The front half of this dude says "Ready to pounce." I don't know what the back half is saying. "I could probably use a couch" or something.
I had to be very careful when taking the picture you see before you, because this is basically the Eleanor Rigby of dogs right here and I didn't want the song playing in my head to alert him to my presence in any way.
The most profoundly black dog I think I've ever seen, composed of superdense neutron matter that actually sucks in and absorbs light, creating a dog-shaped inky hole in the fabric of spacetime itself. He knows he's the one responsible for all those cosmologists' calculations about the mass of the universe being off, but he's cool with letting them work it out on their own.
This guy here kind of makes me wonder why nobody makes or hangs those old-timey silhouettes inside gilded frames on their walls anymore. In some cases it'd be much easier to do than you'd think.

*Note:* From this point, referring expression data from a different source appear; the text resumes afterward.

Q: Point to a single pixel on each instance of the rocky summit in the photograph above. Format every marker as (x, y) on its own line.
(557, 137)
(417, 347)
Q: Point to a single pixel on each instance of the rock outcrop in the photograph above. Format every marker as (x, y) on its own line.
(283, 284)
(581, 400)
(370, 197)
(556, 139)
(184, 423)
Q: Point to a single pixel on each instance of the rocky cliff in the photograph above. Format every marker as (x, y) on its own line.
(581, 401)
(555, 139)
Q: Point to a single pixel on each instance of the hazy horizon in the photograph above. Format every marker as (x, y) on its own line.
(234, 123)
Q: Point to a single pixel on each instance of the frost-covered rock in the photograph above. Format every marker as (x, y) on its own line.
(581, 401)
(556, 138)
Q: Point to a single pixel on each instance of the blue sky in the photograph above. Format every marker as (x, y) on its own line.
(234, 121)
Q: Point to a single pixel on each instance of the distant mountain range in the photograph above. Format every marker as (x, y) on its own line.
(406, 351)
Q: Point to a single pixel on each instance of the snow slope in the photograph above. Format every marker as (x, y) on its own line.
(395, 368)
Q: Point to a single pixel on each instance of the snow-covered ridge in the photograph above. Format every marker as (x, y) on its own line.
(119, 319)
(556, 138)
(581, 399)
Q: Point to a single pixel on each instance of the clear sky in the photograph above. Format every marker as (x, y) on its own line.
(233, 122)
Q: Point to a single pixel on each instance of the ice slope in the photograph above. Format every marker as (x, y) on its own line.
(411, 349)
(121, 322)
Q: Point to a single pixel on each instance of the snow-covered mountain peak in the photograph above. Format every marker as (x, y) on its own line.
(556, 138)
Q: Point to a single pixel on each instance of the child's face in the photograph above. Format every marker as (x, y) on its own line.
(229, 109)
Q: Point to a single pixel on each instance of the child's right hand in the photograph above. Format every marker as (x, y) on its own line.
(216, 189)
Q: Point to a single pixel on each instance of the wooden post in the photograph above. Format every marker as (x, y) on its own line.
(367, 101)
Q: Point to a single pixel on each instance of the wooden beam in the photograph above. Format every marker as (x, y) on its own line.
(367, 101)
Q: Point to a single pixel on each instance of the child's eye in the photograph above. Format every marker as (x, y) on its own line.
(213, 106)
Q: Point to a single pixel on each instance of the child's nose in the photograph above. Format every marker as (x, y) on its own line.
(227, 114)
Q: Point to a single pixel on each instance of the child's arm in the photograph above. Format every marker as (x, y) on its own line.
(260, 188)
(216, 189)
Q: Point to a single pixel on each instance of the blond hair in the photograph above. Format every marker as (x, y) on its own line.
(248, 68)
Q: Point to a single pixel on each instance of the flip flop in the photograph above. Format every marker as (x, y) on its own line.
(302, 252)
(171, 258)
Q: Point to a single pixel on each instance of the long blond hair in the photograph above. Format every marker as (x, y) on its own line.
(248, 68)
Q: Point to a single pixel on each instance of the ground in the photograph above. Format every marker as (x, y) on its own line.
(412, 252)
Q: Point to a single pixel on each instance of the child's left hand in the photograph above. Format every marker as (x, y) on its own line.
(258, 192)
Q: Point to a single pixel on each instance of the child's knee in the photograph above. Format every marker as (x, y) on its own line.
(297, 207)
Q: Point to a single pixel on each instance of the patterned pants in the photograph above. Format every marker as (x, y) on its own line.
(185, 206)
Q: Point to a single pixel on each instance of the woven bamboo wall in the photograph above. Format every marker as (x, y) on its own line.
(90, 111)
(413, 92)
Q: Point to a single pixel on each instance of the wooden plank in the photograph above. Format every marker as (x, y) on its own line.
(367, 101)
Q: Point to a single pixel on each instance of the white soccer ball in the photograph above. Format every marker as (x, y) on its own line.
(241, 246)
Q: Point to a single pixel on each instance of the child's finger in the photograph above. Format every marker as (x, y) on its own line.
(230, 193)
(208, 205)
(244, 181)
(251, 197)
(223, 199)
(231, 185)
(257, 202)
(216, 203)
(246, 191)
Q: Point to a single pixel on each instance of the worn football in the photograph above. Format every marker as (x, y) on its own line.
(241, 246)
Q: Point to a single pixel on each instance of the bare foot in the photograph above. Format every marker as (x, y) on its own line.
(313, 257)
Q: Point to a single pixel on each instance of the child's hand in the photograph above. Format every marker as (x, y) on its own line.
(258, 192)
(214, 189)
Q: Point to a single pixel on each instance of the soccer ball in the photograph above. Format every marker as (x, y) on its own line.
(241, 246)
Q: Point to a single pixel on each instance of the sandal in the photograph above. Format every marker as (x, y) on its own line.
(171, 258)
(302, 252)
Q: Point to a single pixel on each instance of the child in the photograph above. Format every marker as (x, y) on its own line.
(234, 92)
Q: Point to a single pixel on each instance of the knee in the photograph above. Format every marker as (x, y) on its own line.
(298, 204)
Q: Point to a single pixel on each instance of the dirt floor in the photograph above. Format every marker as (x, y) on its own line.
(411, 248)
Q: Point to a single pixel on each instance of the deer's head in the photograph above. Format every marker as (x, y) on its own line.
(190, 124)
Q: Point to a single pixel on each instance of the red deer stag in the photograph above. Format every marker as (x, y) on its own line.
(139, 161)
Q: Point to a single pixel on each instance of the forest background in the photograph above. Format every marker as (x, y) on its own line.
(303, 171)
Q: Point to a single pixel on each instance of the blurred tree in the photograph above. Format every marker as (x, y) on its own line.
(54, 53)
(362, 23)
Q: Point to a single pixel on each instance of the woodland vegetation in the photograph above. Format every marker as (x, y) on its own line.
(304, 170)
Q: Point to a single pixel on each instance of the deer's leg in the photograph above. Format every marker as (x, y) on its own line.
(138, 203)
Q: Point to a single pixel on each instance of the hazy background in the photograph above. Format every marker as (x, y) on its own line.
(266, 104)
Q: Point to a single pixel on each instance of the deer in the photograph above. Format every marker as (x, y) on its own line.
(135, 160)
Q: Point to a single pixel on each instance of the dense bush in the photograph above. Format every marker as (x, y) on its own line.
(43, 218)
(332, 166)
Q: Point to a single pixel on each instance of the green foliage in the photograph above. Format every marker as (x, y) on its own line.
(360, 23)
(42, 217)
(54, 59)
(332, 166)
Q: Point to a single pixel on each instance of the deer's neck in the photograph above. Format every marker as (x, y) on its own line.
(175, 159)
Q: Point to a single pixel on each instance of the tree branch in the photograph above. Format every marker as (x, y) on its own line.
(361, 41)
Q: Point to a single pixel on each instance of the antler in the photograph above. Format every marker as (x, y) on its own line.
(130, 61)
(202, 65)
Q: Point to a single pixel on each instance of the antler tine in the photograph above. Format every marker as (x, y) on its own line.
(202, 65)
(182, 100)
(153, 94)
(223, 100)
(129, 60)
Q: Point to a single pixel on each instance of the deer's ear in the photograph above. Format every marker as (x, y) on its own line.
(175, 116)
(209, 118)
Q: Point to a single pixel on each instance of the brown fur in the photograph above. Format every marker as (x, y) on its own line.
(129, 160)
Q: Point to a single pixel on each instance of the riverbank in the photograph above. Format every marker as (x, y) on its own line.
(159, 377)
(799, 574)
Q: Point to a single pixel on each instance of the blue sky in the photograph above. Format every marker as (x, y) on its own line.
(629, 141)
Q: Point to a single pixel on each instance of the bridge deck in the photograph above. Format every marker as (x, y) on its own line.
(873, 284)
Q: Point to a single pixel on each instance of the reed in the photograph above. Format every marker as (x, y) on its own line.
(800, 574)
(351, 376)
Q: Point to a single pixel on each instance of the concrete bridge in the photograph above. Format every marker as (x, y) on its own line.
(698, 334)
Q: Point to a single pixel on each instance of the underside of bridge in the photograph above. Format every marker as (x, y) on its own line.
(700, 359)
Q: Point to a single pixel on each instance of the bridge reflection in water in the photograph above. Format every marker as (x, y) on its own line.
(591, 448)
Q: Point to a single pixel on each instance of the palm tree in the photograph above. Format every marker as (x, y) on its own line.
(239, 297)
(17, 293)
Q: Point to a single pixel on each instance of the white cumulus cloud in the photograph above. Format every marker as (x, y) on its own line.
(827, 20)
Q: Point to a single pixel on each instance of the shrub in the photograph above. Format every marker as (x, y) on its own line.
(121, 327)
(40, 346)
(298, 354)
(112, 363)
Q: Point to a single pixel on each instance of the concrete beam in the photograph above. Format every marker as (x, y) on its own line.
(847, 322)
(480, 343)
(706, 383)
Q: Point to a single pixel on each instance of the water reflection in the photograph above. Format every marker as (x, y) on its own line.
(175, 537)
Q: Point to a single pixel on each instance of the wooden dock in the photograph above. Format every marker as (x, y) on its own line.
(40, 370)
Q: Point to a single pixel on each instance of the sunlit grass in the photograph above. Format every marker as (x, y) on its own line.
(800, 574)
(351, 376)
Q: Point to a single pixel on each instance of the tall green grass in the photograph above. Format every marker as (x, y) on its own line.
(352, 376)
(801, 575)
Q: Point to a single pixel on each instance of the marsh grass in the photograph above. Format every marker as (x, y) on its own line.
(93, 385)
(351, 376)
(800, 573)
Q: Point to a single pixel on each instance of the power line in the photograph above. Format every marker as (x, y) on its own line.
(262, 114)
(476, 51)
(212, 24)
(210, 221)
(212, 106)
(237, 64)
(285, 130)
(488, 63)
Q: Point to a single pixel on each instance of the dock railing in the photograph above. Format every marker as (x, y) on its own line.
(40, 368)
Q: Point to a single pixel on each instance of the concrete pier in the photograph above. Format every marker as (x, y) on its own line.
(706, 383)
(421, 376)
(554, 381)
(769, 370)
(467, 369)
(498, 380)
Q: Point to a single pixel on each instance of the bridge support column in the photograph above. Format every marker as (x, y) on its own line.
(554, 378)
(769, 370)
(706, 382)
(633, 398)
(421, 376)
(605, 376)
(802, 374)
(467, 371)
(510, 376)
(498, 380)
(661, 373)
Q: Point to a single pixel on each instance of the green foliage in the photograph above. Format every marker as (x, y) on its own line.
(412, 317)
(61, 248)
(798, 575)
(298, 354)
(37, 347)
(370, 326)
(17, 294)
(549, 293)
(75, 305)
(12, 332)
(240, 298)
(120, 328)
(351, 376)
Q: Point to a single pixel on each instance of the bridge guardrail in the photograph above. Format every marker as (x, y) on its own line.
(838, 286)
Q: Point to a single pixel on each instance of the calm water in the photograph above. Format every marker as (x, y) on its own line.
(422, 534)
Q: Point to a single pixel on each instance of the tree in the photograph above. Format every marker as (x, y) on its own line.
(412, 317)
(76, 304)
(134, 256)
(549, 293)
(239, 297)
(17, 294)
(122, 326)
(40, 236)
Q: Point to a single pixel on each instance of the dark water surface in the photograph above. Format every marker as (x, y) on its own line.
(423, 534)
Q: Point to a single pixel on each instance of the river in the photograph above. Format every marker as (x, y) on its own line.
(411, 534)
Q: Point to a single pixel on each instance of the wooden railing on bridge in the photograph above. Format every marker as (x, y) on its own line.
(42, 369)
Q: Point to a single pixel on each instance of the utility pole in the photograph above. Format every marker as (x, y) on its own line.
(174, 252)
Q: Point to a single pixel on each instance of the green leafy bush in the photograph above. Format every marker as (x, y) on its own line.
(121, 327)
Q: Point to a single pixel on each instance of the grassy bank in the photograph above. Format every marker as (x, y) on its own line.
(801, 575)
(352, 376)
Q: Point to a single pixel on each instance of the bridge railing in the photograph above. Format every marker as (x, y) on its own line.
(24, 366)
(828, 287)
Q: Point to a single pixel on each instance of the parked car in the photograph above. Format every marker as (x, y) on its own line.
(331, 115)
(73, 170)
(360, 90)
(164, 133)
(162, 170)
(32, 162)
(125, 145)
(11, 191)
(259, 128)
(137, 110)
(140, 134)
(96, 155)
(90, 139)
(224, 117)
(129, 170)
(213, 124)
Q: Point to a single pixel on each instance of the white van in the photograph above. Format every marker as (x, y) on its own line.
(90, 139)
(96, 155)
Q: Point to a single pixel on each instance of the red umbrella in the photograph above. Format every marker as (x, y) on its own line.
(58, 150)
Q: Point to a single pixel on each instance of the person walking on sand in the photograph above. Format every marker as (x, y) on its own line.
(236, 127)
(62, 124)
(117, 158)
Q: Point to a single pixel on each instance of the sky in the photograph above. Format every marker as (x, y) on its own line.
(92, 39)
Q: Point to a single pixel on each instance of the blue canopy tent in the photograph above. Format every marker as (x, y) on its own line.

Everybody, and I mean everybody, in the world should have someone like this to come home to, with a face that spells happiness and a tail like a baseball bat that swings and knocks your shitty day right out the window and into traffic. Don't you want to just hug him so hard he falls over?
I'm standing in front of this store in the Hayes Valley admiring the display when this chief comes up to the window on the other side, puts his paws up just like that, and lets me know who owns the place. I couldn't keep a straight face for the next three hours.